L'argomentazione di Zangwill si basa sull'idea che questa pratica rispetta una tradizione storica che presumibilmente ha fornito una buona vita agli animali e sostentamento agli esseri umani. Egli arriva fino a sostenere che i vegetariani e i vegani stanno deludendo questi animali non partecipando a questo ciclo, suggerendo che gli animali domestici devono la loro esistenza al consumo umano. Questa linea di ragionamento, tuttavia, è profondamente errata e merita una critica approfondita.

In questo saggio analizzerò le affermazioni di Zangwill, concentrandomi principalmente sul suo saggio *Aeon*, per dimostrare perché le sue argomentazioni a favore dell'obbligo morale di mangiare animali sono fondamentalmente infondate.
Affronterò il suo appello alla tradizione storica, la sua nozione di “buona vita” per gli animali e la sua visione antropocentrica secondo cui la superiorità cognitiva umana giustifica lo sfruttamento degli animali non umani. Attraverso questa analisi, diventerà evidente che la posizione di Zangwill non solo non regge ad un esame accurato, ma perpetua anche una pratica moralmente indifendibile. Il panorama morale che circonda il consumo di animali è irto di complesse questioni etiche e giustificazioni storiche che spesso oscurano le questioni fondamentali in gioco. ‍Il⁢ dibattito​ non è nuovo e ha visto diversi intellettuali e filosofi confrontarsi con l’etica dello sfruttamento animale, arrivando talvolta a conclusioni che sembrano sfidare il ragionamento morale di base. ‍Un esempio recente⁣ è il saggio di Nick Zangwill in *Aeon*, intitolato "Perché dovresti⁤ mangiare carne", in cui si postula che non solo è consentito mangiare animali, ma‍ che è un obbligo morale farlo se ci prendiamo veramente cura di noi. su di loro. Questo argomento è una versione condensata del suo articolo più dettagliato pubblicato nel *Journal of the American Philosophical Association*, dove egli⁤ asserisce‍ che la pratica culturale di lunga data di allevare, allevare e consumare animali è reciprocamente vantaggiosa e quindi moralmente ‌obbligatoria.

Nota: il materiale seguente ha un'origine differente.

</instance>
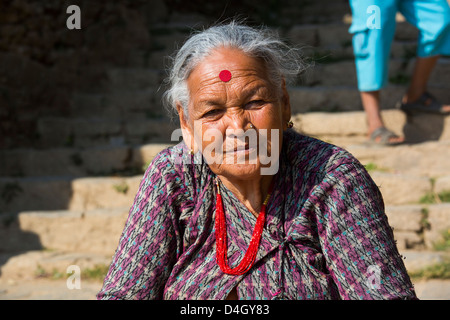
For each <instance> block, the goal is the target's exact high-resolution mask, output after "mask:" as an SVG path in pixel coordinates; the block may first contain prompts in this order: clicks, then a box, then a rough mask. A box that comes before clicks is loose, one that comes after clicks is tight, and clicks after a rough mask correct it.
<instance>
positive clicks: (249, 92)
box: [178, 48, 291, 179]
mask: <svg viewBox="0 0 450 320" xmlns="http://www.w3.org/2000/svg"><path fill="white" fill-rule="evenodd" d="M223 70H227V71H229V72H230V73H231V79H226V78H223V77H221V76H219V74H220V73H221V71H223ZM187 84H188V88H189V92H190V102H189V105H188V115H184V114H183V108H182V107H181V106H178V112H179V114H180V123H181V128H182V132H183V138H184V140H185V141H186V143H187V144H188V147H191V148H193V149H195V150H196V151H197V150H198V149H200V151H201V152H202V154H203V157H204V158H205V159H206V161H207V162H208V164H209V166H210V168H211V170H212V171H213V172H214V173H216V174H217V175H223V176H227V177H229V178H233V177H234V178H239V179H252V178H256V177H257V176H259V175H261V174H269V175H272V174H275V173H276V170H278V158H279V151H280V150H281V143H282V132H283V130H285V129H286V126H287V122H288V121H289V119H290V116H291V114H290V104H289V96H288V94H287V90H286V87H285V84H284V82H283V83H275V84H274V83H271V82H270V81H269V78H268V75H267V71H266V68H265V64H264V63H263V62H262V61H261V60H259V59H255V58H252V57H249V56H247V55H245V54H244V53H243V52H242V51H240V50H237V49H233V48H220V49H217V50H215V51H214V52H213V53H212V54H211V55H209V56H208V57H207V58H206V59H204V60H203V61H202V62H201V63H200V64H199V65H198V66H197V67H196V68H195V69H194V70H193V71H192V72H191V74H190V76H189V78H188V81H187ZM251 125H252V126H253V128H251ZM189 143H190V145H189ZM264 170H266V171H264ZM264 172H266V173H264Z"/></svg>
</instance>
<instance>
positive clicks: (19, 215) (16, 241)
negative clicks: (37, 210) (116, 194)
mask: <svg viewBox="0 0 450 320" xmlns="http://www.w3.org/2000/svg"><path fill="white" fill-rule="evenodd" d="M129 209H130V206H122V207H116V208H107V209H94V210H51V211H23V212H20V213H18V214H15V215H12V214H11V215H5V214H3V215H1V219H2V224H1V226H0V228H1V230H2V232H1V235H0V237H1V240H2V241H1V245H0V252H3V253H14V252H23V251H28V250H44V249H45V250H46V251H49V252H53V251H60V252H73V253H75V252H84V253H91V254H102V255H105V256H111V255H112V254H113V253H114V250H115V249H116V247H117V244H118V242H119V237H120V235H121V233H122V230H123V227H124V225H125V221H126V218H127V217H128V211H129Z"/></svg>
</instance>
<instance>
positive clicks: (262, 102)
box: [245, 100, 264, 108]
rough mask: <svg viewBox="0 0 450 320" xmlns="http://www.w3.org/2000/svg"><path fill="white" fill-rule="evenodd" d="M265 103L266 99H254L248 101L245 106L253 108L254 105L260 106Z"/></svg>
mask: <svg viewBox="0 0 450 320" xmlns="http://www.w3.org/2000/svg"><path fill="white" fill-rule="evenodd" d="M263 104H264V100H252V101H250V102H248V103H247V104H246V105H245V106H246V107H247V108H252V107H259V106H261V105H263Z"/></svg>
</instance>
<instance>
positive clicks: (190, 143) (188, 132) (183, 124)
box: [177, 103, 198, 153]
mask: <svg viewBox="0 0 450 320" xmlns="http://www.w3.org/2000/svg"><path fill="white" fill-rule="evenodd" d="M177 111H178V116H179V118H180V127H181V134H182V136H183V141H184V143H185V144H186V146H187V147H188V148H189V149H190V152H191V153H196V152H197V151H198V148H197V147H196V143H195V140H194V132H193V128H192V127H191V126H190V124H189V121H188V120H187V118H186V115H185V113H184V108H183V106H182V105H181V104H179V103H177Z"/></svg>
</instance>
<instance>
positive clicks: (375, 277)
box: [366, 265, 381, 289]
mask: <svg viewBox="0 0 450 320" xmlns="http://www.w3.org/2000/svg"><path fill="white" fill-rule="evenodd" d="M366 274H367V275H368V277H367V280H366V284H367V286H368V287H369V288H370V289H380V284H381V279H380V277H381V269H380V267H379V266H377V265H370V266H369V267H368V268H367V272H366Z"/></svg>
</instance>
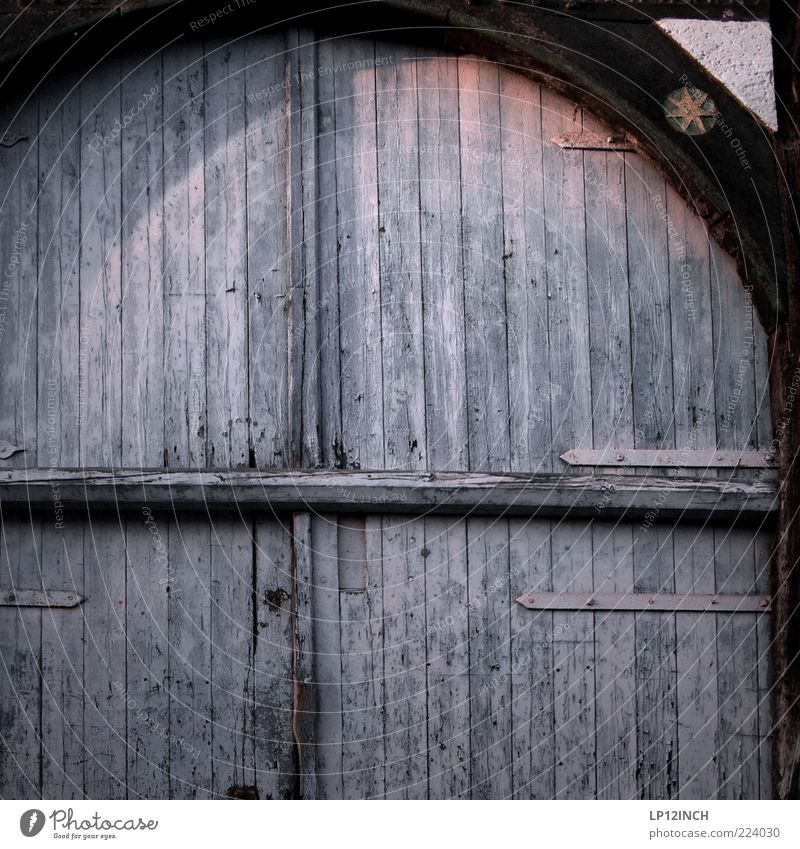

L'argomentazione di Zangwill si basa sull'idea che questa‌ pratica rispetta una tradizione storica che presumibilmente ha "fornito una buona vita agli" animali "e il sostentamento agli esseri umani". Egli arriva fino a sostenere che i vegetariani e i vegani stanno deludendo‍ questi animali non partecipando a ‌questo ciclo, suggerendo che gli ⁢animali domestici‍ devono la loro esistenza al consumo umano. Questa linea di ragionamento, tuttavia, è profondamente errata e merita una critica approfondita.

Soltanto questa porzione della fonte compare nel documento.